I don't think Weidman could beat Silva right now, or even in a year, but once Chris reaches his full potential and sharpens up his game I can see him beating Anderson. He has a scary blend of athleticism, wrestling and an extremely dangerous ground game, which are three major things you need to be able to utilize against Anderson. Working with Ray Longo and Costa Philippou, his striking is only going to get better. The area I see Weidman needing to work on the most is his explosiveness. The thing that worked for Chael so well against Anderson was his explosive double. Weidman doesn't have that. One small (very small) dent in Anderson's game is that he lacks a natural base what makes defending takedowns easier.
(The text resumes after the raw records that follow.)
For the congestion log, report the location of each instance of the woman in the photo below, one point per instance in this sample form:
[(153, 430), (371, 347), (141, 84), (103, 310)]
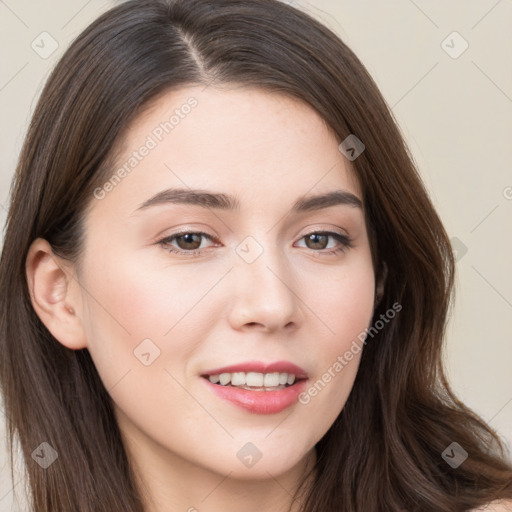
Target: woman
[(233, 286)]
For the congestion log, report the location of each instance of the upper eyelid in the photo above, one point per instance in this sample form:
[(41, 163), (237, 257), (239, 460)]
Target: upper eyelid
[(215, 239)]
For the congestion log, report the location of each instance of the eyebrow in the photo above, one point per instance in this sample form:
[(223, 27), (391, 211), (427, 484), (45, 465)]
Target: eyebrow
[(221, 201)]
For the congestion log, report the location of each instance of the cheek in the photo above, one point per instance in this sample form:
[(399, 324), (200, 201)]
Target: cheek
[(133, 309)]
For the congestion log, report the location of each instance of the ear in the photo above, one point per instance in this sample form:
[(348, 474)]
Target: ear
[(55, 294), (381, 283)]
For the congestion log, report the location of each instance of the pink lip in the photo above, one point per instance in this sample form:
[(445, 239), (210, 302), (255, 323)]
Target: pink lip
[(259, 402), (259, 367)]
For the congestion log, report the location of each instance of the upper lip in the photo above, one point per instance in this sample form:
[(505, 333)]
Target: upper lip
[(260, 367)]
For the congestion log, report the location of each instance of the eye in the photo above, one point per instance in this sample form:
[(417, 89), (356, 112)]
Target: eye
[(187, 242), (319, 241)]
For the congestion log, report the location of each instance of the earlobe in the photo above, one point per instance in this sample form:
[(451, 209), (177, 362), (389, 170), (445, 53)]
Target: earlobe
[(53, 296)]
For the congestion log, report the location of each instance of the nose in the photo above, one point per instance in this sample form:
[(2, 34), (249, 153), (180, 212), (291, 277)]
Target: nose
[(264, 298)]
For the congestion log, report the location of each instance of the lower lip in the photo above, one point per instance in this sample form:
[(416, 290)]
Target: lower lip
[(259, 402)]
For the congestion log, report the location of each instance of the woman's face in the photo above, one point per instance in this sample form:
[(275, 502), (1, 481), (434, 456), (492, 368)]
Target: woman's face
[(202, 255)]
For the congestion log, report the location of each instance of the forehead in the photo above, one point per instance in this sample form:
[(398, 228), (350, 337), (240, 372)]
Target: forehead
[(252, 143)]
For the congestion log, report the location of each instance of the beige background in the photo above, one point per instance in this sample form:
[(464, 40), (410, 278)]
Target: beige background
[(456, 114)]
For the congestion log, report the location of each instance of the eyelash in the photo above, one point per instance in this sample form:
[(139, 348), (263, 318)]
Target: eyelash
[(345, 243)]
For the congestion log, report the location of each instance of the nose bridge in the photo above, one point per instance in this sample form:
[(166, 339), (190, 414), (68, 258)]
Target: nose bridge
[(264, 292)]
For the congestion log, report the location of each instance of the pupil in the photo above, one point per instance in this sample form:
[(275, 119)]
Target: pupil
[(191, 241), (314, 238)]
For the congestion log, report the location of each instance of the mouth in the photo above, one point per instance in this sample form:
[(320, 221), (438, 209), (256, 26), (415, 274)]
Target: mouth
[(254, 381), (256, 387)]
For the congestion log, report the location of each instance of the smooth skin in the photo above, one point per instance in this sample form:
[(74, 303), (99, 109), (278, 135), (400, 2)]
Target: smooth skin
[(303, 299)]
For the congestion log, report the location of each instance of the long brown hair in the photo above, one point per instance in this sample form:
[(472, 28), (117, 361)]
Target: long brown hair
[(384, 451)]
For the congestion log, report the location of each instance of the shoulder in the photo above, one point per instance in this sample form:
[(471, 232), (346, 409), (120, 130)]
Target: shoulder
[(495, 506)]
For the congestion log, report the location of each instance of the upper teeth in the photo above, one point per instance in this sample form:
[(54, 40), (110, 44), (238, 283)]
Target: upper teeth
[(253, 379)]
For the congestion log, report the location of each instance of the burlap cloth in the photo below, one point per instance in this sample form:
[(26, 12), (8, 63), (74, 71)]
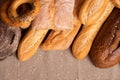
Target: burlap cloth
[(54, 65)]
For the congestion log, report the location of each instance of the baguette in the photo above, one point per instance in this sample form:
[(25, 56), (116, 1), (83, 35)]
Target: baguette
[(84, 40)]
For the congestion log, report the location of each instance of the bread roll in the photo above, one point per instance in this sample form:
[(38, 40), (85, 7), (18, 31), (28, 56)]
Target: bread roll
[(105, 51)]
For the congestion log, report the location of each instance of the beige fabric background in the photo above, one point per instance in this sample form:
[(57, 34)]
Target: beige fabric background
[(54, 65)]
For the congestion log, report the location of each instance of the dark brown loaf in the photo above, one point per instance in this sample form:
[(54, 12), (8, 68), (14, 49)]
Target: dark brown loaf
[(105, 51), (9, 40)]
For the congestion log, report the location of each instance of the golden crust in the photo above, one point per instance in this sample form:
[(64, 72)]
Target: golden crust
[(84, 40)]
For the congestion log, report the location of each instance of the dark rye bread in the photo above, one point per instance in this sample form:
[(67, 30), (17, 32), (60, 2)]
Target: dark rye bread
[(9, 40), (105, 51)]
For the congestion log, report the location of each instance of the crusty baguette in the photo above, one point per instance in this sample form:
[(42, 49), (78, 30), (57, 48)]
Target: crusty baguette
[(62, 39), (92, 10), (116, 3), (84, 40), (105, 51), (30, 43), (39, 28)]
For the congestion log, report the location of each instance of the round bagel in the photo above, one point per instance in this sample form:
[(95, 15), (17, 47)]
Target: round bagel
[(4, 16), (28, 16)]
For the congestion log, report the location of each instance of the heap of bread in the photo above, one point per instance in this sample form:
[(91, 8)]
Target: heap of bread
[(88, 26)]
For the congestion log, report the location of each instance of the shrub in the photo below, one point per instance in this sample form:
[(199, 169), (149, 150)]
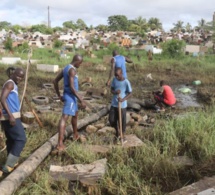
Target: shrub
[(173, 48), (8, 44), (58, 43)]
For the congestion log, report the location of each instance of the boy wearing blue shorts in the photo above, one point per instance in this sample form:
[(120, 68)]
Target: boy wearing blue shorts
[(70, 97), (121, 90)]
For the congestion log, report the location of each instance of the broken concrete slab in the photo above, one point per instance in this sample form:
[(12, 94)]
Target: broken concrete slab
[(76, 172), (182, 161), (132, 141), (195, 188), (99, 149), (48, 68)]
If Weidman can develop an explosive double I can see him giving Anderson a very, very tough fight.


----------



## Killz (Oct 5, 2009)

Ari said:


> I don't think Weidman could beat Silva right now, or even in a year, but once Chris reaches his full potential and sharpens up his game I can see him beating Anderson. He has a scary blend of athleticism, wrestling and an extremely dangerous ground game, which are three major things you need to be able to utilize against Anderson. Working with Ray Longo and Costa Philippou, his striking is only going to get better. The area I see Weidman needing to work on the most is his explosiveness. The thing that worked for Chael so well against Anderson was his explosive double. Weidman doesn't have that. One small (very small) dent in Anderson's game is that he lacks a natural base what makes defending takedowns easier. If Weidman can develop an explosive double I can see him giving Anderson a very, very tough fight.


I dare say by the time Weidman is good enough to beat Anderson (if ever) that anderson will be pretty much retired.


----------



## TanyaJade (Aug 31, 2010)

Killz said:


> I dare say by the time Weidman is good enough to beat Anderson (if ever) that anderson will be pretty much retired.


Well, who honestly knows at this point. Anderson looks like he could fight for quite a few more years if he actually wanted to. But Weidman is already scary good and is only going to get better and better. IMO he posses the blueprint skillset for beating Anderson, while Anderson may be the best mixed martial artist on the planet, he's not immortal.


----------



## Killz (Oct 5, 2009)

Ari said:


> Well, who honestly knows at this point. Anderson looks like he could fight for quite a few more years if he actually wanted to. But Weidman is already scary good and is only going to get better and better. IMO he posses the blueprint skillset for beating Anderson, while Anderson may be the best mixed martial artist on the planet, he's not immortal.


Oh yeah, for sure. Im just speculating, as are we all. Nobody can truly say how it would go down until the time it actually happens. 


P.S, I have Bisping beating Weidman if they fought right now.


----------



## TanyaJade (Aug 31, 2010)

Well, on THAT subject we'll have to disagree 

Silva, Sonnen, Weidman, Okami, Rockhold, Lombard, Boetsch, and Belcher all beat Bisping. Not trying to diss Bisping, just my honest opinion.


----------



## Roflcopter (Sep 5, 2008)

Weidman is already 28 years old going on 29 and has a history of knee injuries. It's not like this guy has a Jon Jones type of development period ahead of him.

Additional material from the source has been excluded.